Identifying And Preventing Oral Health Problems In Dogs

It's not unusual for responsible pet owners to lack knowledge concerning the dental health of their furry friends. On average, dogs begin to show signs of deteriorating teeth and gums by the time they are four or five years old. Fortunately, there are many things that you can do at home to help ensure the good health of your canine companion. Following are several ways to identify oral health problems in dogs as well as how to keep your dog's teeth as healthy as possible.

Signs of Dental Disease

The first sign that your dog may be experiencing dental distress is bad breath. However, it's important that you distinguish between normal doggie breath -- which can be slightly unpleasant -- and the type of bad breath likely to indicate a dental or gastronomical issue. What you should watch for is strong, particularly bad-smelling breath, especially if it's accompanied by loss of normal appetite or vomiting. Other signs that your pet may need to see a veterinarian for oral health issues include:

  • Swollen or discolored gums. Your dog's gums should be pink without any signs of swelling. White or red gum tissue can indicate an oral infection.
  • Excessive drooling. Although some breeds, such as bloodhounds and mastiffs, produce more saliva than others, a dog that is drooling more than normal may be experiencing gum disease.
  • Loose teeth. This is another sign that your dog may have some kind of gum disease.
  • Cysts in the gums and under the tongue. This could possibly mean that your dog has oral cancer.

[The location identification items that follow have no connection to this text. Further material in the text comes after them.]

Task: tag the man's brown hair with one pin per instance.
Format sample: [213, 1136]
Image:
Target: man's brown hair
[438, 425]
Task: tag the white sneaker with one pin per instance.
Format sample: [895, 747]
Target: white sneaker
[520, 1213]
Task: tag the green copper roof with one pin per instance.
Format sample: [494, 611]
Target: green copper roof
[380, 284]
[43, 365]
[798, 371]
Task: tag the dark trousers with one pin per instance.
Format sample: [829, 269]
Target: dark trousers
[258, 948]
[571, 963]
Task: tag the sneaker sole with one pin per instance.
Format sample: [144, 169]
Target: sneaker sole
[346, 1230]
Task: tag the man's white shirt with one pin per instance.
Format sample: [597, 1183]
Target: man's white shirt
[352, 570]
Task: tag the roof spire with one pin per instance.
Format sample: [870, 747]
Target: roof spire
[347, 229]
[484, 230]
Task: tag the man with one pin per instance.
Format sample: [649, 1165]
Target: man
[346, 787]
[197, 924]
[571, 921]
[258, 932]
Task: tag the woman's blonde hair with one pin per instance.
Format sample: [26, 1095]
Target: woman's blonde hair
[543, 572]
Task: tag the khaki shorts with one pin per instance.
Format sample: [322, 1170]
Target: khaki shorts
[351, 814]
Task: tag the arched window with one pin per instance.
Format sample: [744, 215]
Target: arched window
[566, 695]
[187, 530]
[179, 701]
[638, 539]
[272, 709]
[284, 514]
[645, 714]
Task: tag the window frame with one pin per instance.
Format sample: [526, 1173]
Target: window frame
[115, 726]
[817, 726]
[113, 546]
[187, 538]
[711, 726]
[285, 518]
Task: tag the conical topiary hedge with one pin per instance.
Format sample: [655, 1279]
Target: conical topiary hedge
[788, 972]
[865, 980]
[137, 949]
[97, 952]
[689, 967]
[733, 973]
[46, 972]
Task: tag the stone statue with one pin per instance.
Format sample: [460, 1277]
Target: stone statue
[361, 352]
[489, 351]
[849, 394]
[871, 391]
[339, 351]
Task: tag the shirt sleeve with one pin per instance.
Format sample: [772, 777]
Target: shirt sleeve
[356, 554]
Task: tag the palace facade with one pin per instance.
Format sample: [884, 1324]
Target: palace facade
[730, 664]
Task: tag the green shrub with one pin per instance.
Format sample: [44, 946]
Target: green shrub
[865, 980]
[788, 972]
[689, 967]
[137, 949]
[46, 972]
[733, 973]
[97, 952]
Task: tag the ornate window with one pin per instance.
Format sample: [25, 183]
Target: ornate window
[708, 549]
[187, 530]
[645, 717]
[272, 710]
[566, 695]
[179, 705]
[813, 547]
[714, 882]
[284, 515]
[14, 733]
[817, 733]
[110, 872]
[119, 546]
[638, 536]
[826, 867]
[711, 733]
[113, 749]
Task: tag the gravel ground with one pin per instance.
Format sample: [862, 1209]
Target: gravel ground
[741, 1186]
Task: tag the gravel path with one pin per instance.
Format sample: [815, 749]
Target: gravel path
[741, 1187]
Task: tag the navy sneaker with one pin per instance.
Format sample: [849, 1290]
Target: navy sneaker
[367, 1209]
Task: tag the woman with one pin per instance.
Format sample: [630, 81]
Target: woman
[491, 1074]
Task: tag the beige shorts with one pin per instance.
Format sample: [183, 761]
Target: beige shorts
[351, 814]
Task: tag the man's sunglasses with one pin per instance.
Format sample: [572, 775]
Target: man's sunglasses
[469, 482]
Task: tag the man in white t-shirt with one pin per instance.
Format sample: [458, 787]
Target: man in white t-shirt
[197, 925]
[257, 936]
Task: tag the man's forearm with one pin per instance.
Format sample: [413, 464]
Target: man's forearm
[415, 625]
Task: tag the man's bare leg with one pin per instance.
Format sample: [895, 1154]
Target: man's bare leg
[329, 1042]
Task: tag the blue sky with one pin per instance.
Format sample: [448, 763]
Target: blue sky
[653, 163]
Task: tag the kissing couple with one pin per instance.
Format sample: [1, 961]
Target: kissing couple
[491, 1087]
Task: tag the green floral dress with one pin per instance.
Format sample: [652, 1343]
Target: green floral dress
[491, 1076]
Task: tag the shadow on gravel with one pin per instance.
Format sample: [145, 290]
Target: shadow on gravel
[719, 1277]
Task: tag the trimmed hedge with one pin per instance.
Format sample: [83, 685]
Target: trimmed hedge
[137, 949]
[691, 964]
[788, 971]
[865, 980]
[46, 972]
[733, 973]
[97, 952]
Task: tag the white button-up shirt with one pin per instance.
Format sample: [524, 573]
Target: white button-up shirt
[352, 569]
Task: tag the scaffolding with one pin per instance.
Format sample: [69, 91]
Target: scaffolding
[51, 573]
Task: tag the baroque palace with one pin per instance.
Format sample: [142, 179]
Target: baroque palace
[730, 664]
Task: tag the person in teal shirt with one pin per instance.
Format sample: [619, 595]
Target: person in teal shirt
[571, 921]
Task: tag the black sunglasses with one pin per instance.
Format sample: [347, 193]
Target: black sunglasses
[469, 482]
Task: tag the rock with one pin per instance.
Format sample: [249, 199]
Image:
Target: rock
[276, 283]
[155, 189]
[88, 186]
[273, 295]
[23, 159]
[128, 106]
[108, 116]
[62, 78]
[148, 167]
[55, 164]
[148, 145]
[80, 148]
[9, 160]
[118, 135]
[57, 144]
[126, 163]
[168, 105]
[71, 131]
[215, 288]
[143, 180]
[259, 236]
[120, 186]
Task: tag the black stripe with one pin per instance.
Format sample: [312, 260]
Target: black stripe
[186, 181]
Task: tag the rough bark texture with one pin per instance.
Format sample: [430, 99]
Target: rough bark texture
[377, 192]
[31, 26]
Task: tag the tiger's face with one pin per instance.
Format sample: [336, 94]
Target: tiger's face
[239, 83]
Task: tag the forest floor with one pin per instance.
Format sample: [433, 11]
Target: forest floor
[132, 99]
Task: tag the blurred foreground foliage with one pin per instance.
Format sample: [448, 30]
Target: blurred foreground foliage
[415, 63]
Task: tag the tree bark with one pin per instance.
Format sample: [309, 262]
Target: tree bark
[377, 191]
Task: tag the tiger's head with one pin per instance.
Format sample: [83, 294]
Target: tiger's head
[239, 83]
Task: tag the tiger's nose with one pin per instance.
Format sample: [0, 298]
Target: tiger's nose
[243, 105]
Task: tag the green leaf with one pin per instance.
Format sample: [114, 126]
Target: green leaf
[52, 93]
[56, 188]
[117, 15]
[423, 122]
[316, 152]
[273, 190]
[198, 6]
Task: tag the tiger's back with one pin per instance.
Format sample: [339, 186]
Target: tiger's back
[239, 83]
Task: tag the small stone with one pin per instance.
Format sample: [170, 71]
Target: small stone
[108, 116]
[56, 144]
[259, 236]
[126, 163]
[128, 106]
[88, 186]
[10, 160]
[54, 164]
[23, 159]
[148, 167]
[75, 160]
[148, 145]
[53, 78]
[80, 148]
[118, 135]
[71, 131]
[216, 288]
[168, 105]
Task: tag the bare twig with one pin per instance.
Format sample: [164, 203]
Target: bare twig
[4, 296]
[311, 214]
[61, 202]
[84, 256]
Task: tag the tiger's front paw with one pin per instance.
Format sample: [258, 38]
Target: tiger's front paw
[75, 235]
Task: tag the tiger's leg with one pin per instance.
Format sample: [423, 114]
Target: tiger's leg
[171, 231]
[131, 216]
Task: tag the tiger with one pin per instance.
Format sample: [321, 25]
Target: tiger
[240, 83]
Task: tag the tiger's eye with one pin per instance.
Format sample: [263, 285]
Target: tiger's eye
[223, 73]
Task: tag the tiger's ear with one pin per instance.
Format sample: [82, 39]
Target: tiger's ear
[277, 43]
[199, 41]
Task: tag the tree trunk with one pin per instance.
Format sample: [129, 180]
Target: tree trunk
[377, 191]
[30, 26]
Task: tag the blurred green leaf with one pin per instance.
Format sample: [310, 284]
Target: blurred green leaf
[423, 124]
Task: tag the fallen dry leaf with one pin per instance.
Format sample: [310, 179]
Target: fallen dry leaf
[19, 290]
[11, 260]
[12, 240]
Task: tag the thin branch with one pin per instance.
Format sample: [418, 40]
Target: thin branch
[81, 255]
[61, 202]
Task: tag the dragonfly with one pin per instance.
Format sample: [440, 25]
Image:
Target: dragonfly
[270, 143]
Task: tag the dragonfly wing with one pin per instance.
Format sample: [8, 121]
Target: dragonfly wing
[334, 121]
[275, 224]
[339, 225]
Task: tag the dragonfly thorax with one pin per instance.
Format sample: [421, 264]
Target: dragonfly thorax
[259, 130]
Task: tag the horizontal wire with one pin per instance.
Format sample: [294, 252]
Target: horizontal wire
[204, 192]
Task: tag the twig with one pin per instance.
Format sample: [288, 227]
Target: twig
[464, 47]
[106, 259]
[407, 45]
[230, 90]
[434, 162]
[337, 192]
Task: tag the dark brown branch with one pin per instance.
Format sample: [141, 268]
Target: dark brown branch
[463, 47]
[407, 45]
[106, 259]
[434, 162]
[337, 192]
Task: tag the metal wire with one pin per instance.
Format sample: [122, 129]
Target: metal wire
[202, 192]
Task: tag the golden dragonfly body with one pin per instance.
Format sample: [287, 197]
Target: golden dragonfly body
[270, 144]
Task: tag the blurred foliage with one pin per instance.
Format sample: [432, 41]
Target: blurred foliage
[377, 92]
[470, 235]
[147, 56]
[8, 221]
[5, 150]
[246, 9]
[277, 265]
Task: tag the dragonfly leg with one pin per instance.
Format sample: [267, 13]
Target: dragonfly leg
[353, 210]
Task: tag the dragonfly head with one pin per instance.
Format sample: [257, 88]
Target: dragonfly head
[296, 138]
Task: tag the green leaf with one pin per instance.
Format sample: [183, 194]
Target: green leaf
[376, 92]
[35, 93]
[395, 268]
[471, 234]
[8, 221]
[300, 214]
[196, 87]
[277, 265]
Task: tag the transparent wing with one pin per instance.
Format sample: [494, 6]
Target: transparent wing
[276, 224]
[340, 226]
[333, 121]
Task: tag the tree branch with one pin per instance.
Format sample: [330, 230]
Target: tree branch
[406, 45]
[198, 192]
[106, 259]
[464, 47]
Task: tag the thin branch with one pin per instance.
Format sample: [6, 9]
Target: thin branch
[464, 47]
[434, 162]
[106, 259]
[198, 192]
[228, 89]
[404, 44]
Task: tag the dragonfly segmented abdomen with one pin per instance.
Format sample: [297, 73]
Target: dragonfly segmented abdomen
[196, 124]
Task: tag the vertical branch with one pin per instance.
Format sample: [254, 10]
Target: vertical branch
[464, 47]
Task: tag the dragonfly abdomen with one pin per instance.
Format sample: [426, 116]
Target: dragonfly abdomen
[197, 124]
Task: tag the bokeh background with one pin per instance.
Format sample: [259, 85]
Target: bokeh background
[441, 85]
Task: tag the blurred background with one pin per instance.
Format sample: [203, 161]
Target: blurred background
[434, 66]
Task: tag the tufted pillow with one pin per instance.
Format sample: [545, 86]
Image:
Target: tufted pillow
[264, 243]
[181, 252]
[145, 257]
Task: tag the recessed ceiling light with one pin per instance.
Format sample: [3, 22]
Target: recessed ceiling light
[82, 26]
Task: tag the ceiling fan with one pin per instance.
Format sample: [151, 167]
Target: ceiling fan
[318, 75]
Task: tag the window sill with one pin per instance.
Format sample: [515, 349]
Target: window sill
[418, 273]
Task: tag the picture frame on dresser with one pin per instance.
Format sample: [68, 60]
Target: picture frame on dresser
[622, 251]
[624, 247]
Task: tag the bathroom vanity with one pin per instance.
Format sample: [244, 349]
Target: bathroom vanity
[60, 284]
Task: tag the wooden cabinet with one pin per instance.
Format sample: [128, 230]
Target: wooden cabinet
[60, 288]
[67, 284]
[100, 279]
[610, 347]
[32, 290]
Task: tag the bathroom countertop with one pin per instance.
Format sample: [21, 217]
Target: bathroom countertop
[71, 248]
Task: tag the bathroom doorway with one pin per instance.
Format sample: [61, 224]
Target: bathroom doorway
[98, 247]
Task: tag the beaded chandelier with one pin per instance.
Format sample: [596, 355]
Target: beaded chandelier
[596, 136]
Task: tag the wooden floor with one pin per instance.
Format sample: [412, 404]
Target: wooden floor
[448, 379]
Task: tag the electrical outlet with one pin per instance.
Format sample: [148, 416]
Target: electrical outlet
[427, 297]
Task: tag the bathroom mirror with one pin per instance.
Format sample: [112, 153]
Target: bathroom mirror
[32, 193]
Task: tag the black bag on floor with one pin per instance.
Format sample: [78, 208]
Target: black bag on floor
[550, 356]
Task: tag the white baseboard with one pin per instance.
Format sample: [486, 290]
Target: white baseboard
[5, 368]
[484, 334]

Inspecting your pet's mouth on a weekly basis will help identify oral diseases early enough to prevent most of them from becoming serious enough to be life-threatening.

Proper Canine Oral Care

Along with thoroughly inspecting the interior of your dog's mouth once per week, proper oral care will help prevent serious dental issues. Your dog's teeth should be brushed once per day using a mild toothpaste specifically formulated for dogs and a toothbrush made for dogs. In a pinch, baking soda and water can be used in place of canine-specific toothpaste, but never substitute a brand made for humans because this can cause your dog to experience digestive distress.

Beginning a brushing regime is easiest when your furry friend is a puppy -- simply gently brush its teeth when you perform other daily grooming. To acclimate an older dog to having its teeth brushed, you should:

  • Gently massage its lips with your finger twice per day for a period of two weeks in order to get it used to having your hands in its mouth area.
  • After two weeks has passed, move on to its teeth and gums for a period of one to two weeks.
  • After you become confident that your dog is comfortable with being touched this way, slowly your dog to the toothbrush and toothpaste, with brushing sessions becoming longer and more thorough every day.
  • Your dog's teeth should be cleaned in small, circular motions.
  • Keep in mind that the outer surface of your dog's teeth that touch its cheek are more likely to develop plaque and tartar buildup than the inner side, so concentrate more on this area.

An excellent alternative to a traditional canine toothbrush is one that fits directly on your finger, particularly if your furry friend is skittish. Once your dog is thoroughly used to having its teeth brushed, you can scale back brushings to once per day. Your vet at a place like the Pet Medical Center – Full Service Veterinary Care may also recommend that your dog have a professional tooth cleaning session once or twice per year as part of its oral health regime.

Supplying your pet with chew toys and feeding it a diet designed to optimize dental health is also recommended. Ask your vet for breed-specific advice on appropriate food, snacks, and toys.